# Anyone know of this sadly early-deceased contemporary of Mahler?



## Arent (Mar 27, 2017)

I can't remember the name. I think he studied alongside and was a friend of the young Mahler, and wrote a symphony which was in the same league as Mahler's first. Then he died, still in his early twenties.


----------



## KenOC (Mar 7, 2011)

Are you maybe thinking of Hans Rott?


----------



## Arent (Mar 27, 2017)

Thanks! I knew the response would be swift from the knowledgeable folks around here.

https://en.wikipedia.org/wiki/Hans_Rott

Quite a remarkable early career and a sad loss. Both Mahler and Bruckner attended his funeral. It's quite probable that he would have become one of the major composers of the era.


----------



## chill782002 (Jan 12, 2017)

Thank you, I hadn't heard of this gentleman, will check out his work.
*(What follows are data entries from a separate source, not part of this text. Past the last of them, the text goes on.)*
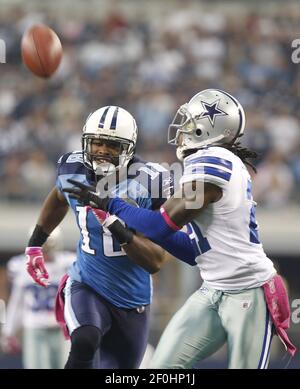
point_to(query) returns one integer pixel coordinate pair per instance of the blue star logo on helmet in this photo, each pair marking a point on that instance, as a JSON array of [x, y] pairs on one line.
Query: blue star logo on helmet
[[211, 111]]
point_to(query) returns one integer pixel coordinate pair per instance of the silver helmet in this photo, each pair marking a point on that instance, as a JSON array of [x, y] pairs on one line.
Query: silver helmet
[[211, 117]]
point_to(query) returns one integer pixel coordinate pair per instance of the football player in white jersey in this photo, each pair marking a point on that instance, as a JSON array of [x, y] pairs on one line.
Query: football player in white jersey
[[31, 309], [242, 299]]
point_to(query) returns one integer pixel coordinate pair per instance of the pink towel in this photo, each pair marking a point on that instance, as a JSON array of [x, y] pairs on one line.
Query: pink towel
[[60, 305], [278, 304]]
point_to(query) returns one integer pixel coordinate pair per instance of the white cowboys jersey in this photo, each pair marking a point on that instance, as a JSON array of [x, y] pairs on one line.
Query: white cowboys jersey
[[225, 234], [30, 305]]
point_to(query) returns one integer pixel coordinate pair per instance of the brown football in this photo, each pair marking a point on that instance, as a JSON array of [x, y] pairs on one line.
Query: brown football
[[41, 50]]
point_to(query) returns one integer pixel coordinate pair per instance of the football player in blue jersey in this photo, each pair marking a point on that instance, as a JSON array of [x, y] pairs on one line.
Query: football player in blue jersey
[[106, 295], [242, 298]]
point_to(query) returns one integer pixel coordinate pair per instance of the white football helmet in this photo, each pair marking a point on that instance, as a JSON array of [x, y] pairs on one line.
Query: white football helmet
[[211, 117], [115, 125]]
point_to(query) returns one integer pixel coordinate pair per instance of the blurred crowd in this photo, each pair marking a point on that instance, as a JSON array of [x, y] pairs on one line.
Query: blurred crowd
[[151, 66]]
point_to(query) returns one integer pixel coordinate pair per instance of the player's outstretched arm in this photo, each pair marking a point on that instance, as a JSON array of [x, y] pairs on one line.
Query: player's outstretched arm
[[53, 211]]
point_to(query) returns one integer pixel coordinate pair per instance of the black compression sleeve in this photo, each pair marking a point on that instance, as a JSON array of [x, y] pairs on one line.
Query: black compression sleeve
[[38, 237]]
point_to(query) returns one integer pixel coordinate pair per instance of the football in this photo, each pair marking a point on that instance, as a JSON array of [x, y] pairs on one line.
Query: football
[[41, 50]]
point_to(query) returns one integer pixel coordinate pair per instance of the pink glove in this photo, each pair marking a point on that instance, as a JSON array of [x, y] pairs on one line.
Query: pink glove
[[35, 265], [100, 215]]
Similar to Rudi Stephan, another highly regarded talent who died tragically young.

https://en.wikipedia.org/wiki/Rudi_Stephan


----------



## Guest (Mar 29, 2017)

Rott's symphony in E major is really good, IMO. It sounds like Mahler to me, but was written well before Mahler's first symphony. He might have written more, but he struggled withdepression/mental illness before his death at age 25 from tuberculosis. 

Perhaps he was depressed after showing Brahms his symphony. According to some, Brahms told him he had no talent whatsoever and should give up music. I disagree.


----------